The US Treasury is poised to auction $69 billion in 2-year notes today, a move that comes at a time of shifting sentiment in the bond market. This auction reflects a notable change in tone, as recent weeks have seen a bullish trend in Treasury prices. Analysts from BMO provide insight into the current market dynamics surrounding this auction.
The 2-year notes are being auctioned at a rate of 3.45%, which does not present a compelling outright discount. However, there is a significant curve concession, as the spread between 2-year and 10-year rates has dipped below the 100-day moving average of 59.5 basis points, a decrease of more than 15 basis points from steeper levels noted a few weeks ago.
Market activity has shown fluctuations, with 2-year rates recently hitting a low of 3.38% last Tuesday. This uptick in rates corresponds with a shift in market expectations regarding rate cuts, which now appear to be pushed back into the second half of 2026. Despite this delay, the overall expectation remains that there will be 2-3 rate cuts by the end of this year, with the market-implied terminal policy rate stabilizing around 3.0%.

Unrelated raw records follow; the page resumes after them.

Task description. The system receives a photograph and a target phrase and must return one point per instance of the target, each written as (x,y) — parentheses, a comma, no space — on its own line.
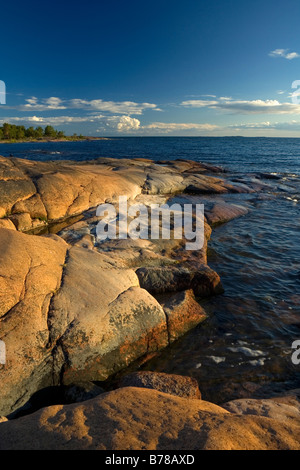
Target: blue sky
(165,67)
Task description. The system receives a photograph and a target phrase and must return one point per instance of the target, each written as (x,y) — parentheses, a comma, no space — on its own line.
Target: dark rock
(178,385)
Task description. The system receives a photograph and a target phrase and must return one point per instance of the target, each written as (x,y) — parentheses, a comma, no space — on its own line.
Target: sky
(152,68)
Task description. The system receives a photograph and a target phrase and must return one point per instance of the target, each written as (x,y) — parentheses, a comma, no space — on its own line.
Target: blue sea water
(245,346)
(237,153)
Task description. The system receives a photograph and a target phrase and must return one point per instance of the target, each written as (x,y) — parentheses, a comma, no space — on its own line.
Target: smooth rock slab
(141,419)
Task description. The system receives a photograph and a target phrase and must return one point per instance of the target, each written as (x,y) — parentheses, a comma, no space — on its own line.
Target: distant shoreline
(66,139)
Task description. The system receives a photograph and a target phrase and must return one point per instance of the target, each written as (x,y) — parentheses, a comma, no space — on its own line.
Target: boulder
(183,313)
(134,418)
(30,273)
(158,280)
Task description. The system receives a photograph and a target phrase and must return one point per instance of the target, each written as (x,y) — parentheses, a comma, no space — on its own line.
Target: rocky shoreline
(73,310)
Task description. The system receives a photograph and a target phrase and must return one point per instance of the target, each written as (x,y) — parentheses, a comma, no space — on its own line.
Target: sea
(246,347)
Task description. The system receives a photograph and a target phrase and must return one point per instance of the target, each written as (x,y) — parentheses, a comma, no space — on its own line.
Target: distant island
(10,133)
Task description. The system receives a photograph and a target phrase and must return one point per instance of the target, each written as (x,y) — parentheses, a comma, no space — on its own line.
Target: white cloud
(175,126)
(284,53)
(246,106)
(116,107)
(199,103)
(284,126)
(52,103)
(119,107)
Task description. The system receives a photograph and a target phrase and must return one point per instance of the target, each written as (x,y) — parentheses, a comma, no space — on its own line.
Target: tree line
(13,132)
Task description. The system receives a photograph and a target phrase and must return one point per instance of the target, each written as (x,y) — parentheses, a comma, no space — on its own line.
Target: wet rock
(183,313)
(178,385)
(222,212)
(81,391)
(158,280)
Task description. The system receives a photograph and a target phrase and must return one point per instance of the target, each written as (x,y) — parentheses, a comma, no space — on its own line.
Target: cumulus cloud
(115,107)
(52,103)
(199,103)
(119,107)
(284,53)
(284,126)
(175,126)
(246,106)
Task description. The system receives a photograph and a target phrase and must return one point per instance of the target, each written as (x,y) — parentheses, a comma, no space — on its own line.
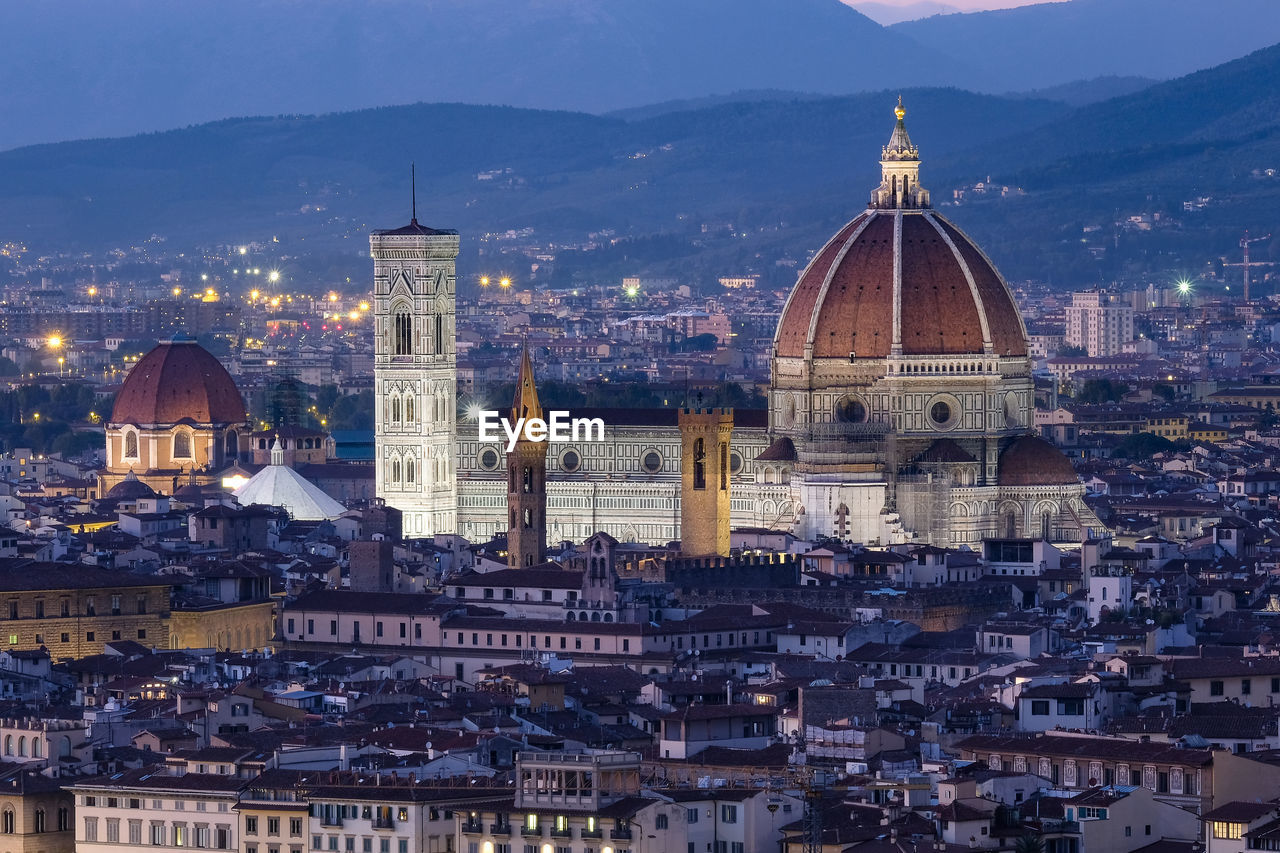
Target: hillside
(750,186)
(334,177)
(173,64)
(169,64)
(1050,44)
(1211,135)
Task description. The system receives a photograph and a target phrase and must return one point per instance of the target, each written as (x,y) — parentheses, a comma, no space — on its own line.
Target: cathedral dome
(919,287)
(1033,461)
(899,279)
(178,381)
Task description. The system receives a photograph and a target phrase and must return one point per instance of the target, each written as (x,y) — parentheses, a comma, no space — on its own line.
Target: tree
(1029,844)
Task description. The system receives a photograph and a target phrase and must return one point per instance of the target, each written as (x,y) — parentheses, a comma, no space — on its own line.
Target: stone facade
(415,375)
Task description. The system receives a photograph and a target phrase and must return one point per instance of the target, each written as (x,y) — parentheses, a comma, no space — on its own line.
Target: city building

In addition to these financial trends, renewed uncertainty surrounding global trade policies has heightened the market’s sensitivity to potential tariff announcements. Nevertheless, this risk has not been reflected in larger auction tails for the year 2025. As policymakers increasingly focus on the inflation aspect of their dual mandate, the attractiveness of 2-year rates below 3.50% remains questionable.
Analysts from BMO, including Vail Hartman, Delaney Choi, and Ian Lyngen, suggest that the current magnitude of the curve concession may be sufficient to encourage a modest stop-through during today’s auction, scheduled for 1:00 PM ET. This auction serves as a critical indicator of investor sentiment and market direction moving forward.